Troubleshooting and Best Practices

      +

      What Are the Recommendations Before Starting an Upgrade?

      In Couchbase Server version 8.0 or earlier, running Eventing functions while rolling an upgrade increases rebalance duration. Pause all your Eventing functions before starting the upgrade to reduce rebalance time. Resume your Eventing functions after the upgrade completes.

      Why Do Similar Functions Seem to Run Slower in 7.0.0 Than 6.6.2?

      The default number of workers per function was 3 in 6.X and is now 1 in 7.0.0. You can raise the number of workers to 3 to get back the expected performance.

      All upgrades carry forward the configured number of workers in an Eventing Function so you do not have to worry about a production system slowing down during an upgrade.

      Raising the worker counts should be down if you need higher levels of throughput, for example cURL functions access slow external REST endpoints need more workers to scale up the performance (in this case you’re IO bound and not CPU bound).

      What Is the Security Role "Eventing Full Admin" For?

      In Couchbase Server version 7.0.0 or earlier, Eventing always ran with Full Admin privileges. This prevented broader adoption as the role allowed creating new users and escalating privileges. The new Eventing Full Admin role removes the ability to create users or modify credentials, improving security while still supporting the required Eventing operations.

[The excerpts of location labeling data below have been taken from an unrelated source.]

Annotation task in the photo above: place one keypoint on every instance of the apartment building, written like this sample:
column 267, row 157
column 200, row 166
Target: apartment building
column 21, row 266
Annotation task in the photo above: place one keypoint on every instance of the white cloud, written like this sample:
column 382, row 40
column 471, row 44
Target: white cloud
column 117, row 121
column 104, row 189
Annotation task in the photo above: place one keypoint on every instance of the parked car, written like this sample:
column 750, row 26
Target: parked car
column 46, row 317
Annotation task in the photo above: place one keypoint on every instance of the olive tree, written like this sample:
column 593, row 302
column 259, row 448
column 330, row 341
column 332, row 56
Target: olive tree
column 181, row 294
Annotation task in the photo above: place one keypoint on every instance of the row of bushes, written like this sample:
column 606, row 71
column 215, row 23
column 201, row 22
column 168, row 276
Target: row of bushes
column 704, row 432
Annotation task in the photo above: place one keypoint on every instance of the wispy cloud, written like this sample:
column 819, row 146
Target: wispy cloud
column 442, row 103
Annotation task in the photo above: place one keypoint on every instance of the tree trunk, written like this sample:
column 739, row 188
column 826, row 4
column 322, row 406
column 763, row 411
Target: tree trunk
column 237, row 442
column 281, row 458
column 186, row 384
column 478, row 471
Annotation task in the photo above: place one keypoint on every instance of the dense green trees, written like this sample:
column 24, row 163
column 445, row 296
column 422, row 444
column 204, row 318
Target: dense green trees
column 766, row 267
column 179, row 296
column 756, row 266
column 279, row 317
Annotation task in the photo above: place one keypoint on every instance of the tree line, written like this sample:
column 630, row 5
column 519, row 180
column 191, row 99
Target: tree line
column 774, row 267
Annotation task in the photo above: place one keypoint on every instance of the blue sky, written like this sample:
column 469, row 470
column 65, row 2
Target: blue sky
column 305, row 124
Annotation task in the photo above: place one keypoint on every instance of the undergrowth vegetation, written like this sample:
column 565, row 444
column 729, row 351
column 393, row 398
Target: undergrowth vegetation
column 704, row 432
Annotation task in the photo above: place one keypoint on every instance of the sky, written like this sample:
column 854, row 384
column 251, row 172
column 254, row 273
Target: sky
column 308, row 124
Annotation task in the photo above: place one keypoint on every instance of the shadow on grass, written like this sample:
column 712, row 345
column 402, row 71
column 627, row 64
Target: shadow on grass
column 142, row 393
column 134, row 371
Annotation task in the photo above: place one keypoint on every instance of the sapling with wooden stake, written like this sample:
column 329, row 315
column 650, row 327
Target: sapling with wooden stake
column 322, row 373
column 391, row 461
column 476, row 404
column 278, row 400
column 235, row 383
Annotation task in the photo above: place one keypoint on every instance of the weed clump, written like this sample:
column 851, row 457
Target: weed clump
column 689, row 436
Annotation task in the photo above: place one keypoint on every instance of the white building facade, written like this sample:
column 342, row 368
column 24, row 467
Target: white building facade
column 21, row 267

      What Happens When More Workers Are Allocated for a Function?

      Couchbase Server limits the maximum number of workers to 64 for a specific Function with a default of 3 workers. The upper limit optimizes system performance and the server prevents you from creating a function that exceeds this limit.

      When deploying or resuming a paused function, a threshold is dynamically calculated based on your node’s resources. If the number of workers exceeds this calculation, the system automatically generates a warning message but does not prevent the Function deployment. An example is as follows:

      There are 104 eventing workers configured to run on 24 cores. A sizing exercise is recommended.

      Typically you should not configure more than 4 × the number of physical cores (or 2 × the number of vCPUS) across all your Eventing functions. If you have a high throughput for every Eventing Function for best performance the total number of workers should not exceed the number of physical cores. If you want to support a high number of curl() calls to slow REST endpoints, greater than 20 ms, you need to define more workers to increase parallelism.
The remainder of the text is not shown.